You’re walking through a gallery, viewing paintings, sculptures, and statues of various colors and shapes. Suddenly you come upon a rather odd painting. Standing in front of it, it looks nonsensical and chaotic. It looks like someone had tried to paint a scene but everything is off proportionally. But then you start to walk away and as you turn your head for one more look, suddenly you can see the painting clearly. From this angle, it makes perfect sense. That’s anamorphosis art.

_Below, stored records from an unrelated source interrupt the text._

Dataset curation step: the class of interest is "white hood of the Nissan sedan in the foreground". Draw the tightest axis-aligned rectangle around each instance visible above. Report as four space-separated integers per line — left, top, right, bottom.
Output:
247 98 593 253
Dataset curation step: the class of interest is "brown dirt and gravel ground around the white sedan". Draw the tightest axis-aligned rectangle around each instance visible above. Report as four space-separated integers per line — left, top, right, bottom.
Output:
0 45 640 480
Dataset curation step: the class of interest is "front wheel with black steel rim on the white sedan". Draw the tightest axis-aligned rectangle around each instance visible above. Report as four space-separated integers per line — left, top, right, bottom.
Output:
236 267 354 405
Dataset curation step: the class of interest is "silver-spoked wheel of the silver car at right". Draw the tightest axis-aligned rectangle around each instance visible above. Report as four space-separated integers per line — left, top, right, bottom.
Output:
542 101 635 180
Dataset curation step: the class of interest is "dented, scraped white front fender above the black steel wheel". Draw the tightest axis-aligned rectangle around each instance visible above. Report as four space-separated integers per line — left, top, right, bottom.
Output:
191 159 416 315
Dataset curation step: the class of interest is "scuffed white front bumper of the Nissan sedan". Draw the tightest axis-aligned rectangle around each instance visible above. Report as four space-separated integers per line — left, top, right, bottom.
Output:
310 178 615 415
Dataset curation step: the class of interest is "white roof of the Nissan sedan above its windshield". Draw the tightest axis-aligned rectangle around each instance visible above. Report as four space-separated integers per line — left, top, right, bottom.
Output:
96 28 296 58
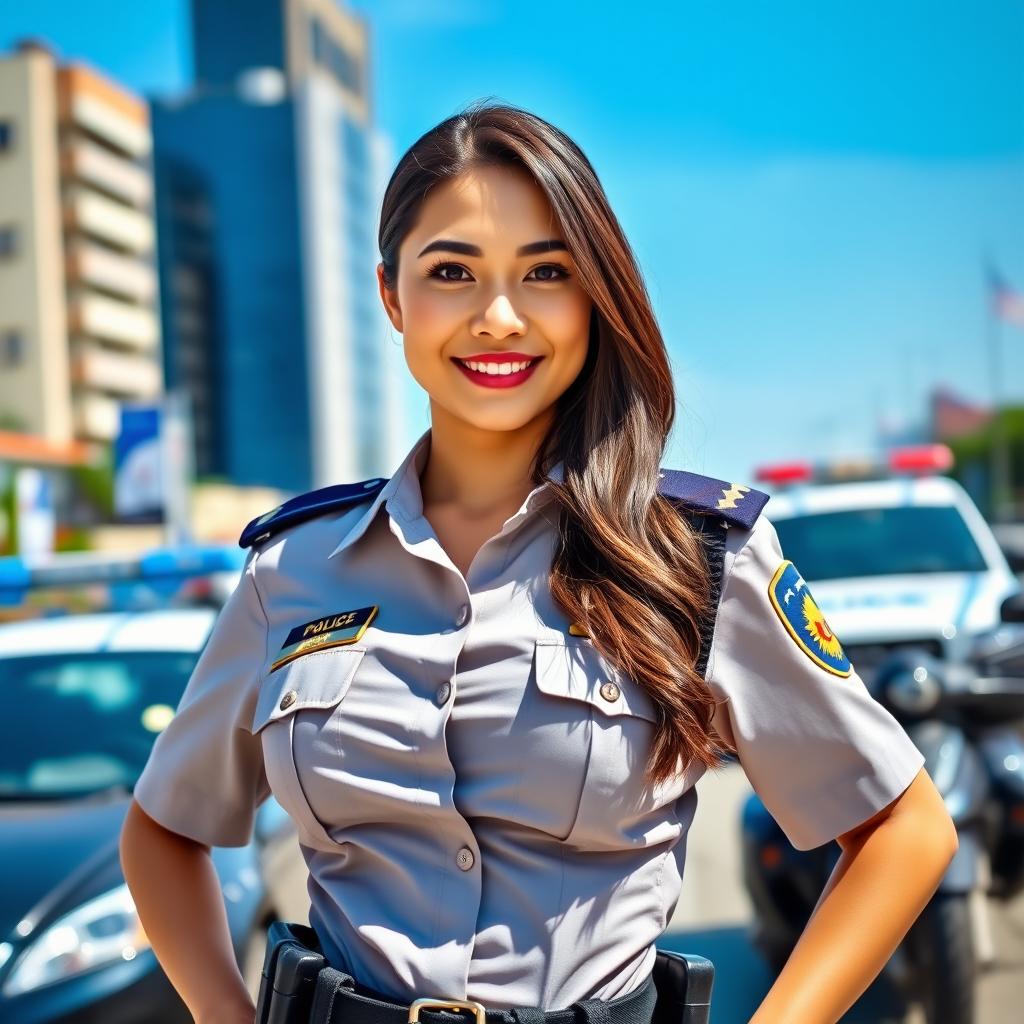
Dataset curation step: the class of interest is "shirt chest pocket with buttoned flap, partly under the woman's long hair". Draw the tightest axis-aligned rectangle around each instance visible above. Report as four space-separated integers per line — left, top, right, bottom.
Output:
525 632 673 850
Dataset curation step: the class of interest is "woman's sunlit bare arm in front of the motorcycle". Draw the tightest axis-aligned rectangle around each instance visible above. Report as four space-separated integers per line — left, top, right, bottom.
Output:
751 768 958 1024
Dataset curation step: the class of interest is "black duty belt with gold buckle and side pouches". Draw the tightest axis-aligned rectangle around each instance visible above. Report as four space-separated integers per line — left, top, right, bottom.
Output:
255 921 715 1024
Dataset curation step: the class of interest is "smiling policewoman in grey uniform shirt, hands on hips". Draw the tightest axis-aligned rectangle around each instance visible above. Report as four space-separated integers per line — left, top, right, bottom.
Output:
122 104 956 1024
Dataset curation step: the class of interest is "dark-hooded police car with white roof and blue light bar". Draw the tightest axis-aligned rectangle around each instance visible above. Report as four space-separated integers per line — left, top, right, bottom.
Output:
0 548 308 1024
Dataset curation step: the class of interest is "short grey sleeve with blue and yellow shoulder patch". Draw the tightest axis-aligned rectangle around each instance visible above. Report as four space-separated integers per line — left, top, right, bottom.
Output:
707 516 925 850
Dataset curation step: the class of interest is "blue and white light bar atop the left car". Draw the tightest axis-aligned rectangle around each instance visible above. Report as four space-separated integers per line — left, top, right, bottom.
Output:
0 546 246 604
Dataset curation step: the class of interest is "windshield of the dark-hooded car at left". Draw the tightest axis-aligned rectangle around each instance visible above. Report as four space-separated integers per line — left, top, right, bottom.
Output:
0 651 198 801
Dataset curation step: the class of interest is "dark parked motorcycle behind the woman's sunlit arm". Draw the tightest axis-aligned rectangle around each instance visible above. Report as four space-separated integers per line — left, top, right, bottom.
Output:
741 594 1024 1024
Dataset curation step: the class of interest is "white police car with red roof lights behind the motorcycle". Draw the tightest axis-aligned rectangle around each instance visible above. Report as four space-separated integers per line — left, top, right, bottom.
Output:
757 444 1020 679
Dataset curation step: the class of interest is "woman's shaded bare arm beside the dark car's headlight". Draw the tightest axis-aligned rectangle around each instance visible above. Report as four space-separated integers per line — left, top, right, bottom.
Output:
120 800 256 1024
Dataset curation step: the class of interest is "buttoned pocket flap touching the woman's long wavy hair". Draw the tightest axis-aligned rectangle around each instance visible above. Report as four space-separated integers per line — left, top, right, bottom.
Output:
534 637 657 722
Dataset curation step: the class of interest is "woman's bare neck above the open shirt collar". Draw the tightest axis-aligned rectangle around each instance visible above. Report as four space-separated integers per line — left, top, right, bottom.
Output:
420 402 551 518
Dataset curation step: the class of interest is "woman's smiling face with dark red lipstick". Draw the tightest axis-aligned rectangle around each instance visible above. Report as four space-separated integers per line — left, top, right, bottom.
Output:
377 167 591 430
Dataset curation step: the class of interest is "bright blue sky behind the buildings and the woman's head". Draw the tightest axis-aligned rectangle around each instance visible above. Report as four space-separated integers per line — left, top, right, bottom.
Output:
0 0 1024 479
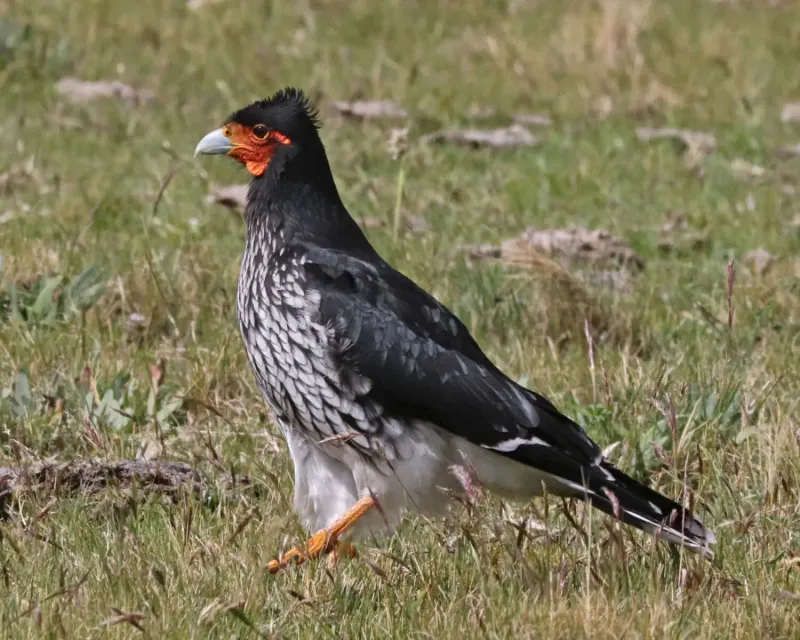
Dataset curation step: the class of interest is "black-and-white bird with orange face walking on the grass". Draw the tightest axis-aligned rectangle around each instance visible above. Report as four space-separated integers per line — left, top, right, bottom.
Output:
195 87 716 573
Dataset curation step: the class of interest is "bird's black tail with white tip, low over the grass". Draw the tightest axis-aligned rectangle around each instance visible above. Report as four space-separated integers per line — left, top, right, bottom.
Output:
584 461 717 557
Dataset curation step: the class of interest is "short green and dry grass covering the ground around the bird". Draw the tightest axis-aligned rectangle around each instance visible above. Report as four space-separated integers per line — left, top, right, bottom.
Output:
0 0 800 638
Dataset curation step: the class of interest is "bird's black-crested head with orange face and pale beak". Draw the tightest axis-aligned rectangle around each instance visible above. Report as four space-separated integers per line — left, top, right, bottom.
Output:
194 88 324 178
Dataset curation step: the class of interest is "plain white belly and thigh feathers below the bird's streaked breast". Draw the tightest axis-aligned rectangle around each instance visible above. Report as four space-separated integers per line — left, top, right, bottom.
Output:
284 425 561 538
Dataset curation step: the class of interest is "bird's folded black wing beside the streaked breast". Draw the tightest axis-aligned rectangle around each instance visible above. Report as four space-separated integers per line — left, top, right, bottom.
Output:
305 248 601 468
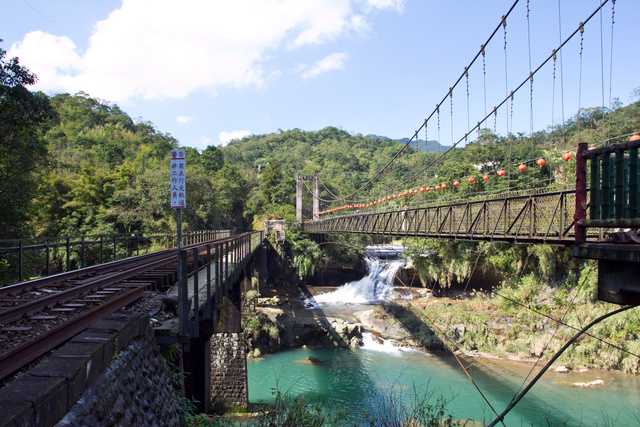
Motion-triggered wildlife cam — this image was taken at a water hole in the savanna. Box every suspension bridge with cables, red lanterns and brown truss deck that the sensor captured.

Anamorphosis art is a visual arts perspective technique that involves creating an image that from one angle looks distorted, but from a particular angle or mirror the image appears normal. The first examples of this technique appear in Leonardo da Vinci’s notebooks. It was then included in most 16th and 17th-century drawing manuals and utilized in very significant ways. One such example would be Hans Holbein the Younger’s painting of Jean de Dinteville and Georges de Selve (The Ambassadors) which has a distorted skull in the foreground that can only be viewed correctly from a certain angle.
This form of art has been utilized in the 21st century as well, in 2014 Felice Varini created Three Ellipses for Three Locks where he painted three ellipses that covered the walls and roads of nearly 100 buildings in the center of Hasselt, Belgium. This genius design would look like mere shapes from most viewpoints but becomes a coherent piece of art when viewed from one particular vantage point in the city.
Another modern use of anamorphosis art is in 3D sidewalk chalk art illusions, an art style popularized by Kurt Wenner. Using nothing but chalk and their own skill, artists around the world are turning perfectly flat asphalt into seemingly three-dimensional scenes. It’s all an illusion, of course, and the illusion is done with anamorphosis.
New technology in the past few centuries has also changed how the anamorphic technique can be utilized. For example, in photography, it can be utilized in certain scenarios such as taking aerial photographs from an oblique angle. In addition, the film industry has even begun using ‘anamorphic lenses’, dating back to the first widescreen motion picture titled ‘The Robe’. This film used two anamorphic lenses, one was used to compress the panoramic scene onto the standard 35mm film while the other was used to decompress the scene back to panoramic proportions.